Dismantling the Architecture of Incarceration

Editor's Note:

While incarcerated pretrial six years ago, Joseph Vejar led a hunger strike from Main Jail South to protest inhumane treatment. Today, years later, he reflects what it means to him that the community stopped the construction of a new jail.

A few years ago I was sick, struck out, and stuck in the Santa Clara County Main Jail South, "administrative segregation." I read an article in the San Jose Mercury News that talked about building a new state of the art jail. I remember thinking about the design described in the article. I wondered what the architect who was responsible for drafting the blueprints was thinking as they sketched out the plans.

I know architectural blueprints involved a lot of arithmetic, so I'm sure whomever this person is was concerned about accurate measurements and environmental conditions that may compromise the structural integrity of the building. I also wondered if the thought of the ratio, statistics, and years of unjust confinement was also calculated into the mind of this architect. Did the architect take into account the long term effects this work would have on economically disadvantaged communities? Or consider the families this structure would impact, separate, and destroy? I didn't blame the person, I understood. I understood this person probably had a family to support and this project was another job to bring home the bacon.

So there I sat in one of those cells, one of them designed from a different era. I sat wondering until I went to sleep.

I try to keep up with local news and current events. I noticed a couple years ago local and state leaders began to change their position on laws, criminal justice, and prison reform. Even some district attorneys and other law enforcement officials appeared to start pushing a narrative for change and against unjust incarceration and holding their own officers accountable. In the back of my mind I held the thought of this new jail still being pushed to be built.

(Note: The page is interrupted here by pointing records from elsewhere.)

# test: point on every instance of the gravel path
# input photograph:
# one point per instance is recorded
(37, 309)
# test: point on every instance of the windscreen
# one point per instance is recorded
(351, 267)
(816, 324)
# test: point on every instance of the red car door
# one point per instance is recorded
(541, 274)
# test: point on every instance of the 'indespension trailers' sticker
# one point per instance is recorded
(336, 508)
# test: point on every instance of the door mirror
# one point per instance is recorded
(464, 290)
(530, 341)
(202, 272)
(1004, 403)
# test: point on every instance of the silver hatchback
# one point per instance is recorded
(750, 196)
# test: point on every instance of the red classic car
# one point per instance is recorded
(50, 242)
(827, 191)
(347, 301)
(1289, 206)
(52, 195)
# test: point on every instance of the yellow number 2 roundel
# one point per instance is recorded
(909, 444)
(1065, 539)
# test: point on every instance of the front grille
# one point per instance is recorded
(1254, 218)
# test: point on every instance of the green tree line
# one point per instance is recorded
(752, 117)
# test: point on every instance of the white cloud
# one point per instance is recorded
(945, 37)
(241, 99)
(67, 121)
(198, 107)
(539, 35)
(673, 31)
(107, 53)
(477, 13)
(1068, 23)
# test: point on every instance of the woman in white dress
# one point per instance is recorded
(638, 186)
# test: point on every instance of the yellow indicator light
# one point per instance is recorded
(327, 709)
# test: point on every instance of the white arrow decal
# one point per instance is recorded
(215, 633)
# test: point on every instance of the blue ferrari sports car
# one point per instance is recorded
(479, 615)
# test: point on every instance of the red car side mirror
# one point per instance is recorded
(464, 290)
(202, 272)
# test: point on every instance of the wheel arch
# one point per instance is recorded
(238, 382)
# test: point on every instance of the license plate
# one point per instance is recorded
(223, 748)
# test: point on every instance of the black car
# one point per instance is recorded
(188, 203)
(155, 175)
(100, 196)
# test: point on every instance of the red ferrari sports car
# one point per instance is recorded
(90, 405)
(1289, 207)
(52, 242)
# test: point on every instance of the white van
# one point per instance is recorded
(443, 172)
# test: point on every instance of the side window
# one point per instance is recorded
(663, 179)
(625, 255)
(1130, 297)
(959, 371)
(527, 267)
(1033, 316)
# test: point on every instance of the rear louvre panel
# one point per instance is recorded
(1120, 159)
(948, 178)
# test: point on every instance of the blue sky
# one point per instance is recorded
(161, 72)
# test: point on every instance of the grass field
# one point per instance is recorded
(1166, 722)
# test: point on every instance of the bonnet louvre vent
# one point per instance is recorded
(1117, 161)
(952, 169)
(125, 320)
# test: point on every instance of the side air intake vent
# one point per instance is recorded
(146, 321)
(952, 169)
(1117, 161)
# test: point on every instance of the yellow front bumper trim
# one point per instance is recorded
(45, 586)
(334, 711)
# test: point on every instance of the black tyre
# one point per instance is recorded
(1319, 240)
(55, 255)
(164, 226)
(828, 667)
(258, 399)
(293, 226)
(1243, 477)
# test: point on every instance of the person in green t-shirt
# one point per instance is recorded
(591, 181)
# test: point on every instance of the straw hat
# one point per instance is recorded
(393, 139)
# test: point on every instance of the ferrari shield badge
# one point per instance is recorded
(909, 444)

It was comparable to a retailer saying "we're going out of business" while also getting ready for a grand opening. Typical of politicians I thought -- saying one thing while doing another. I snapped out of the thought - I felt I had already wasted too much mental energy on it and chalked it up to politics as usual.

Today I spoke with my sweat heart (Benee Vejar) and she was ecstatic. I thought my life sentence was overturned! But not yet. She informed me that the community was victorious in "arresting" the construction of the new jail. The news was heartening because it was consistent with the larger message of decarceration. Maybe this time, it wasn't just politics as usual.

I pray this movement gains more momentum. I'm sure for some people, the news of stopping the construction of a jail was horrible news. I encourage those people to re-evaluate their freedom and free themselves from the shackles of a still legal yet arbitrary concept of an outdated system.

If you are unable to be a free thinker, then allow the just and innovative thinkers to be the architects of our future.